Um sistema de coordenadas de recolha e colocação é a forma estruturada da máquina de definir a posição e a rotação para a colocação, mapeando as localizações da placa de circuito impresso (X, Y), a altura de colocação (Z) e o ângulo do componente (theta) em vários quadros de referência (placa de circuito impresso, câmara, bocal e base da máquina) para que os comandos de movimento aterrem nas almofadas pretendidas e não “nas proximidades”.”
O que significa XYZR em máquinas pick-and-place?
XYZR (muitas vezes escrito XYZT ou XY + theta) descreve os parâmetros de movimento principais que um montador utiliza: X e Y para a posição plana na PCB, Z para a altura de colocação vertical e R/theta para o ângulo de rotação do componente em relação ao eixo Z, permitindo a orientação correta para embalagens polarizadas e assimétricas.

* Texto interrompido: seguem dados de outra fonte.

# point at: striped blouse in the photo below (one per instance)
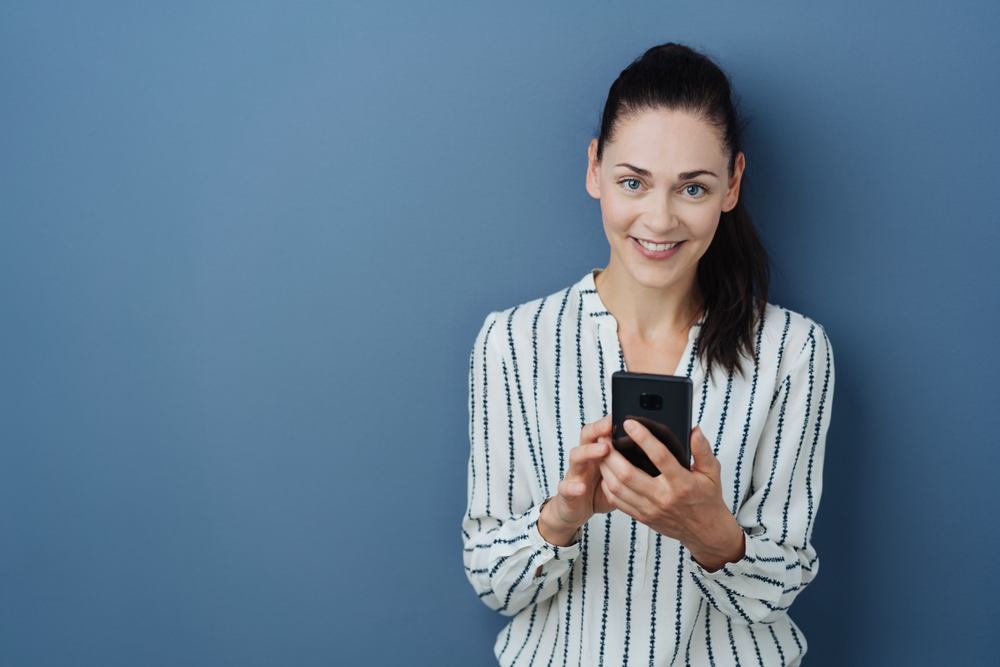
(622, 593)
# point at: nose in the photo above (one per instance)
(662, 219)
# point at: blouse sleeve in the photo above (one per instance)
(778, 515)
(507, 561)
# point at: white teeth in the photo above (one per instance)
(656, 246)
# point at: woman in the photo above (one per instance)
(596, 561)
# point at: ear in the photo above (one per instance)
(593, 179)
(733, 193)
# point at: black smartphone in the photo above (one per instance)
(661, 403)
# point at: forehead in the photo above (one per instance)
(667, 140)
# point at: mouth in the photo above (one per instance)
(657, 247)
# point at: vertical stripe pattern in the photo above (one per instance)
(619, 592)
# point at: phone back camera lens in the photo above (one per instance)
(650, 401)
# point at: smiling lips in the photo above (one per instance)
(657, 250)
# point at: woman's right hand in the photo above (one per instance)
(580, 495)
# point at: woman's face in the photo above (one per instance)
(663, 179)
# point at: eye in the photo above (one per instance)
(687, 189)
(630, 180)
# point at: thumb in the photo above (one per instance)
(704, 459)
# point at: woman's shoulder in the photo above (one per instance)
(791, 333)
(526, 320)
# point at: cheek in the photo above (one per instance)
(617, 214)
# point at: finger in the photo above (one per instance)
(594, 430)
(658, 453)
(623, 487)
(704, 459)
(571, 489)
(619, 502)
(582, 455)
(636, 478)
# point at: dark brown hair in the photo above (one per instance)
(734, 273)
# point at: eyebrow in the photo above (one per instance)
(684, 175)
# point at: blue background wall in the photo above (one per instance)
(231, 231)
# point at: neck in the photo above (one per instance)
(650, 313)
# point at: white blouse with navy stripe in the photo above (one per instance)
(622, 593)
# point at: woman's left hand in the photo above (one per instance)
(680, 503)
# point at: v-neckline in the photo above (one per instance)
(610, 324)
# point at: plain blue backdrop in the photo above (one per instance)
(245, 248)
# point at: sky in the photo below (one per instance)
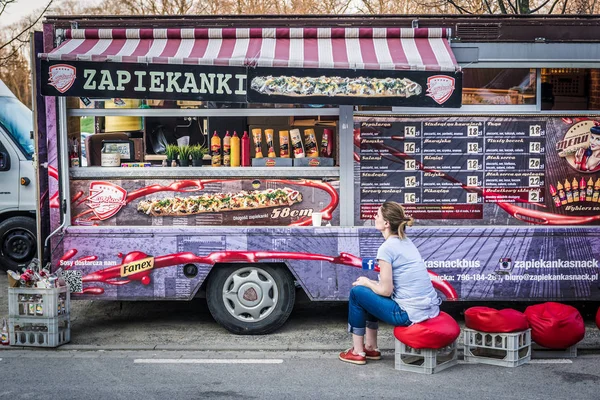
(22, 8)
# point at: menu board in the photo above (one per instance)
(475, 170)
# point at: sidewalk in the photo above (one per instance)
(162, 325)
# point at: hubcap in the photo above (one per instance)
(19, 245)
(250, 294)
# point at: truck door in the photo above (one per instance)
(9, 175)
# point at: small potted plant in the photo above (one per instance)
(198, 153)
(184, 155)
(171, 152)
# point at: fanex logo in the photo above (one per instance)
(106, 199)
(440, 88)
(62, 76)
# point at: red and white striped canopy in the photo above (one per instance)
(346, 48)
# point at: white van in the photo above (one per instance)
(17, 182)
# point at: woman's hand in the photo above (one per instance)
(362, 281)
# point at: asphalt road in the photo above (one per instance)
(291, 375)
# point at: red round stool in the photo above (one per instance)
(496, 337)
(556, 326)
(427, 347)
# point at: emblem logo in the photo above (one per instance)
(106, 199)
(440, 88)
(62, 76)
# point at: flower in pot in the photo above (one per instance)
(171, 152)
(198, 152)
(184, 155)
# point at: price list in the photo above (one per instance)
(441, 168)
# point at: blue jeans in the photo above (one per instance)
(366, 308)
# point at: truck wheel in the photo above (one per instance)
(250, 299)
(17, 242)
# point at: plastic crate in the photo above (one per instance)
(38, 303)
(39, 332)
(544, 352)
(503, 349)
(424, 361)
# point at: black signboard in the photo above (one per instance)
(144, 81)
(355, 87)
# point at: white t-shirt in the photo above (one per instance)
(413, 290)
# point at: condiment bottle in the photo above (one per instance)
(245, 150)
(257, 137)
(270, 145)
(589, 191)
(235, 150)
(227, 150)
(327, 143)
(310, 143)
(555, 198)
(297, 143)
(596, 194)
(284, 144)
(215, 150)
(582, 189)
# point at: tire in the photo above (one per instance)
(250, 299)
(18, 245)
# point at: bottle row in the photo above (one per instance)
(233, 151)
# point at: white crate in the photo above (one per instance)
(503, 349)
(424, 361)
(38, 303)
(39, 332)
(544, 352)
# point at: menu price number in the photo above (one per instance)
(472, 181)
(409, 147)
(472, 198)
(535, 147)
(472, 165)
(410, 181)
(410, 165)
(473, 148)
(535, 130)
(410, 198)
(535, 163)
(534, 196)
(472, 130)
(535, 181)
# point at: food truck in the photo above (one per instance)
(485, 128)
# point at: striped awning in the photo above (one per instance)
(425, 49)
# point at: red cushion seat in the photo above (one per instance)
(486, 319)
(433, 333)
(555, 325)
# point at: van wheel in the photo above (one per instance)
(250, 299)
(17, 242)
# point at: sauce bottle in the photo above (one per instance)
(582, 189)
(284, 144)
(310, 143)
(215, 150)
(245, 151)
(257, 136)
(227, 150)
(575, 189)
(568, 191)
(596, 194)
(235, 150)
(589, 191)
(555, 198)
(561, 194)
(270, 146)
(327, 143)
(297, 143)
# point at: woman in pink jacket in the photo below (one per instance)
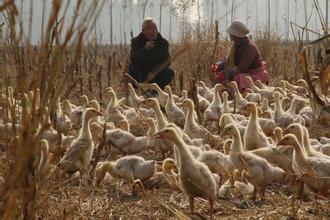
(243, 59)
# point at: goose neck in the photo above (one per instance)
(236, 146)
(278, 105)
(85, 129)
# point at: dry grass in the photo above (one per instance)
(65, 67)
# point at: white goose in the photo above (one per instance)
(195, 178)
(79, 154)
(213, 111)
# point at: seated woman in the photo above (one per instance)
(243, 59)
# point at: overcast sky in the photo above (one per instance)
(252, 12)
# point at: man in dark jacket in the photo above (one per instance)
(150, 55)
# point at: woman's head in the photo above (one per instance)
(237, 30)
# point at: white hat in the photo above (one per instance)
(238, 29)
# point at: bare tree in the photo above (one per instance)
(143, 5)
(111, 21)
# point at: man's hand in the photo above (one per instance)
(150, 44)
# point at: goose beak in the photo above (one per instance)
(280, 142)
(286, 131)
(99, 113)
(158, 135)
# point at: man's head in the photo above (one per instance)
(237, 30)
(149, 28)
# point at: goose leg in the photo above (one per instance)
(300, 189)
(140, 184)
(211, 202)
(191, 204)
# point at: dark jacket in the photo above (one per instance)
(145, 60)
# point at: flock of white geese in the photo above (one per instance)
(243, 145)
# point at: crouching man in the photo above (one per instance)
(150, 56)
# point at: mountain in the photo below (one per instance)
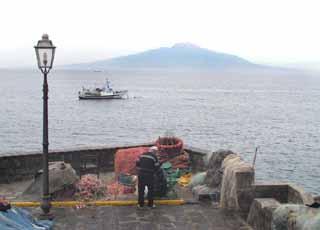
(181, 55)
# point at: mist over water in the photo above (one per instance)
(276, 110)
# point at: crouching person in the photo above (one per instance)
(147, 165)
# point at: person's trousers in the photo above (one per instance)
(145, 180)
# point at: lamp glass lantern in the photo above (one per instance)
(45, 53)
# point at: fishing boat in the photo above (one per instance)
(105, 92)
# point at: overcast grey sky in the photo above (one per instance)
(263, 31)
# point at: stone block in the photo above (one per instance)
(261, 211)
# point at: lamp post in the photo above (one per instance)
(45, 55)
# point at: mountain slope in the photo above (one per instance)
(179, 56)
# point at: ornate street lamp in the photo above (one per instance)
(45, 55)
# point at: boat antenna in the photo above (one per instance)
(255, 156)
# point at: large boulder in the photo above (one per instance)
(61, 175)
(296, 217)
(237, 192)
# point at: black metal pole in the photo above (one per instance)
(46, 204)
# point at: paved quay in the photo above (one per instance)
(185, 217)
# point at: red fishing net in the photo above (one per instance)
(125, 160)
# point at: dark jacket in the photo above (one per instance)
(147, 163)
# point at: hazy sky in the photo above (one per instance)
(266, 31)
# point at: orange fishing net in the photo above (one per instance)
(125, 160)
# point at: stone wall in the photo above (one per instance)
(237, 191)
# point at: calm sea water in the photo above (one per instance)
(278, 111)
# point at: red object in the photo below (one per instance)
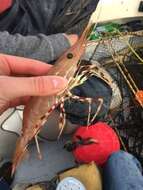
(5, 4)
(107, 143)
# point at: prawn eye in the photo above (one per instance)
(69, 55)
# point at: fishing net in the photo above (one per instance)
(126, 49)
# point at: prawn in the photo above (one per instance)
(38, 110)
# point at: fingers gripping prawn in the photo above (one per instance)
(39, 108)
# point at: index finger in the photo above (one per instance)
(19, 65)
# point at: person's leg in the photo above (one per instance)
(122, 172)
(72, 15)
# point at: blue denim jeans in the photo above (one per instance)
(122, 172)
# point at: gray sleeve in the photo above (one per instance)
(40, 47)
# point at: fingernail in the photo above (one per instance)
(59, 82)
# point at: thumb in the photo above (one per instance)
(14, 87)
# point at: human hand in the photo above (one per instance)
(19, 79)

Como é que a rotação de escolha e colocação (theta) funciona realmente?
A rotação de recolha e colocação funciona através da rotação do bocal ou da cabeça de colocação para alinhar a orientação reconhecida do componente com o ângulo alvo do programa, utilizando a deteção de ângulo baseada na visão e um eixo teta calibrado para que a peça colocada corresponda à geometria do bloco, às marcas de polaridade e às convenções da biblioteca de componentes.
Qual é a diferença entre coordenadas PCB e coordenadas da máquina?
As coordenadas da placa de circuito impresso descrevem o local onde os blocos e os componentes se encontram no quadro de conceção da placa, enquanto as coordenadas da máquina descrevem o local onde o pórtico e a cabeça se encontram fisicamente em relação ao transportador/base; o montador utiliza fiduciais e transformações para converter as posições da placa de circuito impresso em comandos de movimento da máquina que têm em conta o deslocamento e a rotação da placa.
Como é que os fiduciais permitem a transformação de coordenadas?
Os fiduciais permitem a transformação de coordenadas dando à máquina pontos de referência conhecidos na PCB, que mede com visão para calcular a translação e rotação (e por vezes a inclinação/escala) que mapeia as coordenadas da placa do programa para a estrutura de coordenadas da máquina, compensando a variação de carga do mundo real.
Quais são as melhores práticas para a calibração do eixo de recolha e colocação?
As melhores práticas para a calibração do eixo de recolha e colocação são a normalização das origens dos dados e das convenções de rotação, manter os fiduciais limpos e com elevado contraste, calibrar regularmente a distorção da câmara e o mapeamento pixel a pixel, verificar o zero/sinal theta ao nível da biblioteca e manter um mapa de altura Z baseado na deformação real da placa e no suporte de ferramentas - e não em suposições.
Conclusão
Se a sua linha continua “misteriosamente” a desviar-se, aposto que não é misteriosa. É um contrato quebrado entre quadros.
Se quiser uma solução estruturada, comece com dois activos práticos: navegar estudos de casos de clientes de fábricas reais para ver como são os padrões de falha na natureza, então descarregar o catálogo pick-and-place para comparar plataformas e capacidades sem andar a acenar com as mãos.
E se quiser ajuda para diagnosticar um problema específico de XYZR/theta na sua linha, utilize o canal direto: contactar a nossa equipa SMT. Para conhecer as expectativas sobre o âmbito da resposta e do apoio, leia o nosso promessa de serviço.